Under federal and state laws, law enforcement officers can seize property if the property is used to commit a crime or purchased with money earned from criminal activity. The seizure is known as “forfeiture,” and it’s done without compensation to the owner.
Forfeiture laws are intended to deter crime, and some prosecutors and police departments use forfeiture aggressively, particularly against drug traffickers.
Forfeiture can be civil or criminal. In criminal forfeiture, the defendant is first convicted of a crime that allows for forfeiture, such as drug trafficking or money laundering. Then, if the prosecutor can prove that the defendant’s property was earned from or used in illegal activity, the government seizes that property.
For more information on forfeiture in federal criminal cases, see Forfeiting Property in a Federal Criminal Case.
In civil forfeiture, the owner does not need to be convicted of (or even charged with) a crime. Civil forfeiture laws allow law enforcement officers to seize property that they suspect is connected to criminal activity. Then, it’s up to the owner to show that the property has no connection to any crime, or that the owner had no knowledge of any criminal activity.
Owners can protect themselves. Property cannot be seized if it was not involved in a crime or if an “innocent owner” was not aware of the illegal nature or use of the property.
For example, in 1982 Beth Ann Goodwin’s boyfriend gave her money to purchase a house. Seven years later, he was indicted in federal court on charges of narcotics trafficking. The government tried to seize Goodwin’s house, arguing that it was purchased with money made from drug sales. Goodwin fought the seizure and the case went to the United States Supreme Court. The Supreme Court decided that Goodwin had the right to present evidence that she was an innocent owner and did not know the illicit source of her boyfriend’s gift. United States v. 92 Buena Vista Avenue, 507 U.S. 111 (1993).

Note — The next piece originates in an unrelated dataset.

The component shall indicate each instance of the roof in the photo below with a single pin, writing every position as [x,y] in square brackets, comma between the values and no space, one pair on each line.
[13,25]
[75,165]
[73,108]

But if there is evidence that you knew of your ex-spouse’s criminal activity, you could lose your house. In 1988, Paul and Ruth Derbacher, an elderly couple, lost their Connecticut home after police raided their house and arrested their twenty-two year old grandson for selling drugs. Police found $50,000 worth of marijuana and cocaine in the house. Both the Derbachers and their grandson faced criminal charges. Prosecutors claimed the drugs were kept in plain view and that the Derbachers must have been aware of their grandson’s illicit activities. Although the Derbachers fought the seizure, they ultimately reached a settlement agreement. The house was sold, and the couple split the proceeds of the sale with the government.
In all civil forfeiture cases, the burden is on the owner to show that the property should not be seized, and owners sometimes have to first file a lawsuit (an expensive proposition) to raise these defenses. In criminal forfeiture cases, anyone who has an ownership interest in the property will have an opportunity to present their claim to the judge deciding the case.

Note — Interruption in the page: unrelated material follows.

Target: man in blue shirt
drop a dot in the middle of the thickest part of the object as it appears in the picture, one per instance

If your property is seized or if your ex-spouse is arrested for dealing drugs and you think your house may be at risk of being seized, you should contact a local criminal defense attorney immediately. Forfeiture proceedings can be complicated, particularly if the property has also been the subject of a divorce settlement. You will need an attorney to represent your interests and help you understand the process. With an attorney’s help, hopefully you can protect your property rights.